Quali donne dedite alla preservazione della nostra Madre Terra, ci adopreremo, quando e dove sarà possibile, per cambiare il comportamento distruttivo che causa il riscaldamento globale e il cambiamento del clima e minaccia ogni forma di vita sul nostro pianeta”. L’anno seguente c’è stata un’altra assemblea a Nairobi dal titolo “Donne Discepole, insieme per creare una cultura di pace”. È interessante citare la parte conclusiva della dichiarazione finale dove si legge: “Il sogno di una donna sola può rimanere un’utopia; il sogno di molte donne insieme diventa profezia; il sogno condiviso nelle e tra le Costellazioni diventa realtà” . Il lavoro in rete quindi è auspicato come una strategia che trasforma le parole in fatti.
Oltre le parole
Da donne e da religiose, non si può pensare di lavorare per la pace senza prestare attenzione alle grandi situazioni di sfruttamento delle donne.

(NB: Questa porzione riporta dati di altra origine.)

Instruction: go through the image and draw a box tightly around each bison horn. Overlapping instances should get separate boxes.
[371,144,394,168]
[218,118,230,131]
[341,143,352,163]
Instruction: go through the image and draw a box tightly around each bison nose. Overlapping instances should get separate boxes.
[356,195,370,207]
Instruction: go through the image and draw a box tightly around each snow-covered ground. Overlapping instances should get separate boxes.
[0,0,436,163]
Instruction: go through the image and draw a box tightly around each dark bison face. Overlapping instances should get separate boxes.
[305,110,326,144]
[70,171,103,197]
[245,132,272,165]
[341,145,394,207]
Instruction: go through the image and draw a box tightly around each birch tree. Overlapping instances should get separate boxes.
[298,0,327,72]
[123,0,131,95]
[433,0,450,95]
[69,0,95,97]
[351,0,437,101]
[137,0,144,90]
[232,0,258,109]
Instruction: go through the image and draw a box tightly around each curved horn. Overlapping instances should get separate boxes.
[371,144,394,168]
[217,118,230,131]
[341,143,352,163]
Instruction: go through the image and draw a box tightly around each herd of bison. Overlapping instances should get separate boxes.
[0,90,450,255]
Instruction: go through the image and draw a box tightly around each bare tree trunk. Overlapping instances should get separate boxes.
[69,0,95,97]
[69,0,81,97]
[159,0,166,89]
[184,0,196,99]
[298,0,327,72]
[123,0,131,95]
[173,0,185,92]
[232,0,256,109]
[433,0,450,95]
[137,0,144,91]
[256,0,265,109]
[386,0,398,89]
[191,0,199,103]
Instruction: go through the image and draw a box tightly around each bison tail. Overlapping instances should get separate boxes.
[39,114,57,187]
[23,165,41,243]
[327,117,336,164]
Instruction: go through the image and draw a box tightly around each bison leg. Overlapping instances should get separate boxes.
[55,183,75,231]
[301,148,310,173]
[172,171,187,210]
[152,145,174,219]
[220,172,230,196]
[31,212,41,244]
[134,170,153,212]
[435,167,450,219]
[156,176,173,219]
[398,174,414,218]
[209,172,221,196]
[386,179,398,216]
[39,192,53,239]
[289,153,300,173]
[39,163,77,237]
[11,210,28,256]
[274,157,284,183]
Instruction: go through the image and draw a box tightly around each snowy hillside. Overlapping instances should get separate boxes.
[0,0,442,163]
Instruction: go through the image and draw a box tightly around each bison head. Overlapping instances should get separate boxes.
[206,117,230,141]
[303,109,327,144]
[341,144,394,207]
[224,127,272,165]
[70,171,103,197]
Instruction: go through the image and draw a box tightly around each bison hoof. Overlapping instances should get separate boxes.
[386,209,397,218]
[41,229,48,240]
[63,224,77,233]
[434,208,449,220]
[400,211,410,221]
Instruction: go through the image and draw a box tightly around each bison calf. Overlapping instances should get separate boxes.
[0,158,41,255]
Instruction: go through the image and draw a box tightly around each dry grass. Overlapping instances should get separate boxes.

Nella convinzione di tale correlazione, nello stesso documento sopra citato emerge l’opzione preferenziale in termini di determinazione di lavorare insieme in solidarietà nelle comunità religiose e nei Paesi in cui operano per denunciare a ogni livello, l’abuso sessuale e lo sfruttamento di donne e di bambini.
A dare seguito a tale proposito il Gruppo di Lavoro della GPIC sul Traffico delle Donne e dei Bambini di tredici Congregazioni femminili, insieme a due Congregazioni maschili, ha pubblicato un dossier intitolato “Traffico delle donne e dei bambini. Un dossier di informazione e suggerimento per i laboratori sul tema”. Tale materiale è realizzato soprattutto per le congregazioni religiose con la finalità di suscitare maggiore coscienza su un fenomeno di sfruttamento che mercifica da 700 mila a 2 milioni di donne e bambine/i ogni anno.

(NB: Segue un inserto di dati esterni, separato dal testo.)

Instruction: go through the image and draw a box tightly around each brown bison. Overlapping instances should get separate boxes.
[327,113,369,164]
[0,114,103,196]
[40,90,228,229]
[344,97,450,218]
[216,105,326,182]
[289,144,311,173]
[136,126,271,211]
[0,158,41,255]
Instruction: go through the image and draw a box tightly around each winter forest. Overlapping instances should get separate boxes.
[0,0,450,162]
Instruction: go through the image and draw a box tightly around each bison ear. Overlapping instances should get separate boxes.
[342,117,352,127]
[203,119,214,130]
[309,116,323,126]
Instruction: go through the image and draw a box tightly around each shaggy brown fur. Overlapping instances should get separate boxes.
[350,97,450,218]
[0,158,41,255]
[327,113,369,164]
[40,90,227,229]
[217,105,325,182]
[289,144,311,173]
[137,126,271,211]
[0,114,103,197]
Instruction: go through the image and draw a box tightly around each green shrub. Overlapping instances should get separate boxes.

L’apporto di numerose religiose alla costruzione della pace, comunque, è scritto più nei cuori delle persone che sulle carte. Non si può esprimere esaurientemente una scelta consapevole e pericolosa di rimanere con la popolazione e di essere presenza che infonde coraggio e conforto nei giorni di incubo creato dai bombardamenti. Hanno fatto tale scelta tante religiose in Iraq durante l’attacco degli Stati Uniti e Gran Bretagna. Non si hanno parole sufficientemente espressive per dire il coraggio di intraprendere il viaggio dalla Giordania all’Iraq, una nazione che era sotto la pioggia delle bombe, per essere tenerezza agli orfani di guerra. Hanno fatto questa scelta due Suore di Madre Teresa di Calcutta. Non bastano le parole a dire la cura e l’assistenza offerta da tante religiose agli ammalati di HIV/AIDS, malaria e tubercolosi in Africa e in tante parti del mondo. Non bastano le parole per scrivere i disagi affrontati per sfamare le vittime della siccità, i rifugiati, gli espulsi della guerra.
Si può concludere che in mille modi le religiose sono state sempre educatrici e mediatrici di pace. Si nota che oggi c’è un crescente rivestimento del ruolo di profetesse di pace. Forse che la pace gode di maggiore opportunità perché iniziano a prenderla in mano le donne?